Is there any existing work or discussion on stable type identification that is not tied directly to ABI compatibility?

They may have different definitions between minor and patch releases and thus wouldn't be ABI compatible. For example the source may have reordered fields or a field may have been added if it was #[non_exhaustive] or a private field may have changed.

DefPath already contains the StableCrateId. The DefPathHash is the stable identifier used by incr comp. It is still sensitive to non-abi changes though.

Not easily. DefPath components encode a lot of implementation details.

For higher ranked types, you need a way to distinguish between e.g.

fn(&str) // aka for<'a> fn(&'a str)
fn(&'static str)

In addition to fn pointers, dyn types can also be higher-ranked (dyn for<'a> Trait<'a>).

For dyn Trait types, you need to decide what their "path" or other unique identifier is (based on the trait, presumably). Then you need to account for every possible dyn Trait + Send, + Sync, + Send + Sync combination somehow. Another detail is that associated types with Sized bounds may or may not be specified.

TypeId does handle the above issues, but it's limited to types which meet a 'static bound. Perhaps this closed tracking issue is a good place to start learning about that limitation. (TypeId also has hashing concerns, but AFAIU they are solvable via changing implementation details.)


All that being said, I personally suspect "it's now a breaking change to move your struct and trait declarations around" is a blocker for the path based concept.

I understand the DefPath issue. I’ll see if I can look into this further.

Thinking about this, I wonder if the solution might be to separate the type’s identity from its layout. Would it be feasible to use a 128-bit identifier split into two parts?

The first part would be for the stable path (the crate name and the type’s path), which wouldn’t change.

The second part would be like a fingerprint of the layout (only the published structure and the types of the fields).

With 128 bits, we’d have enough space—we’d even have some left over for both things without the risk of collisions. This way, the identifier wouldn’t just tell us what type it is, but it would also let us know if its structure has changed. Do you think this kind of approach will help resolve the sensitivity you mentioned regarding DefPath?

I have reviewed issues #1849 and #129014. It seems to me that there is a clear consensus that the current type_id (based on SipHash-1-3) is not sufficiently collision-resistant, which poses a real security risk (unsoundness).

My proposal to use a 128-bit identifier (or even extend it to 256 bits, as suggested in RalfJung’s thread), divided into a Stable Identity and a Layout Fingerprint, seems to align with the “Possible Solutions” that the compiler team itself is currently discussing. If we implement a scheme based on pointers or a longer hash, we could ultimately have a Typeld that is:

Stable across compiler versions (via the Path identity). Secure (using a cryptographic fingerprint such as BLAKE3). Flexible, allowing structures to be moved between modules without breaking compatibility, provided that the compiler always manages the mapping from the path to the identity.

Given that the team is already considering a meeting to design this feature, don’t you think it’s time to reconsider the 64-bit limit and seek the most robust solution for ABI stability in Rust?

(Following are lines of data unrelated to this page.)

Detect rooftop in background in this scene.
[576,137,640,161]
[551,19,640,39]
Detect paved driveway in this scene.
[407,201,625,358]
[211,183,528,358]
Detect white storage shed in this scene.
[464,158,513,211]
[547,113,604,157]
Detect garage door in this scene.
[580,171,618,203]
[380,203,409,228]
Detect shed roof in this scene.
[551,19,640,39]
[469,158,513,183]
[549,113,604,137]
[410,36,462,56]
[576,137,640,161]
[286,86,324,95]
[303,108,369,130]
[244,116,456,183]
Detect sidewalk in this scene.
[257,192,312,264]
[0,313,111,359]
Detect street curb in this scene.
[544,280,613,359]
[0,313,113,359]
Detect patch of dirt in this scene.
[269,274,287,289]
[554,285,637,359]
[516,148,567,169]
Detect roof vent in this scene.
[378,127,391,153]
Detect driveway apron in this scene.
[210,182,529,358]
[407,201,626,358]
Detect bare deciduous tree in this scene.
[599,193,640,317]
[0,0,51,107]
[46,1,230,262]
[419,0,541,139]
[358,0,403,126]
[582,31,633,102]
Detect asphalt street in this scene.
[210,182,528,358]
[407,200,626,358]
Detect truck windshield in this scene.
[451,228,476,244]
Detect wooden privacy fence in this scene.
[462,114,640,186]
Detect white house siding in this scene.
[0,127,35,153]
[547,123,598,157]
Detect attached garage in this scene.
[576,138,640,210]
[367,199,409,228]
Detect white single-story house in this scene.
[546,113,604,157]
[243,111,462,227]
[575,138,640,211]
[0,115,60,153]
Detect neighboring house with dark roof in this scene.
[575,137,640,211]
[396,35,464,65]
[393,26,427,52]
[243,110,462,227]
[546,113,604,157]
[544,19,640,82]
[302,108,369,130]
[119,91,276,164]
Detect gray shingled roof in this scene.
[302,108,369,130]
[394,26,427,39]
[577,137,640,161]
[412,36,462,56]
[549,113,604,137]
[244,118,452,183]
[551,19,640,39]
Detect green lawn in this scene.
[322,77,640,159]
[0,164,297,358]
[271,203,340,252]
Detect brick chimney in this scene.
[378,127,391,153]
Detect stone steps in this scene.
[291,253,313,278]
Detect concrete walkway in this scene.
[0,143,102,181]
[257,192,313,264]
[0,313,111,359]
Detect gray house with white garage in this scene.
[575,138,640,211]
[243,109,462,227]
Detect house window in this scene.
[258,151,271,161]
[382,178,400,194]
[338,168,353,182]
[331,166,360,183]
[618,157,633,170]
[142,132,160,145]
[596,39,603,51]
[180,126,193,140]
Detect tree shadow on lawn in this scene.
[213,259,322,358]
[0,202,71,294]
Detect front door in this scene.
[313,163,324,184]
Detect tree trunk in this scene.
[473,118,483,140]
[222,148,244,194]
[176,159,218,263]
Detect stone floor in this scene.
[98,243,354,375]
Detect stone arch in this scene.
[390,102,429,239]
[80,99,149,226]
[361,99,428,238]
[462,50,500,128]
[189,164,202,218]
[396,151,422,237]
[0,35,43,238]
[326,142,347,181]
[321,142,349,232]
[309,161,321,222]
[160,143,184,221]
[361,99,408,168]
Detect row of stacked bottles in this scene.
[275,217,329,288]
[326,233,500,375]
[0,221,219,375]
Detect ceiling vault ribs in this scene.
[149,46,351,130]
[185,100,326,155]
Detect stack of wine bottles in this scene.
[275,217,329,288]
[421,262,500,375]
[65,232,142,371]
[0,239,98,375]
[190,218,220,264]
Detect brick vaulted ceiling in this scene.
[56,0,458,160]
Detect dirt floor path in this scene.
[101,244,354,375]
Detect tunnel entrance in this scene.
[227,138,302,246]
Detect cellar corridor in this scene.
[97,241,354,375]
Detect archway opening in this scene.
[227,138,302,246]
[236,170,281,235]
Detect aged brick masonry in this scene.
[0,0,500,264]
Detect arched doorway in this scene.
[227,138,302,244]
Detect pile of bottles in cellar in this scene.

I am aware that the ABI is intentionally unstable, but I have decided to ask this question.

It seems to me that the first step would be to convince the relevant teams that TypeId should be intertwined with stable type identifiers in the first place.

Thank you for your perspective.

I believe there are two approaches, and both lead to the same conclusion: crABI needs stable type identifiers, and TypeId needs to increase the size of its hash to 128 bits to be collision-resistant.

These aren’t two separate problems; they both address the same concept: ensuring clear identification across each compilation. Implementing them as two separate features would create two sources that are not truly contradictory regarding the same concept.

The question isn’t whether they should be related, but whether it makes sense for them not to be.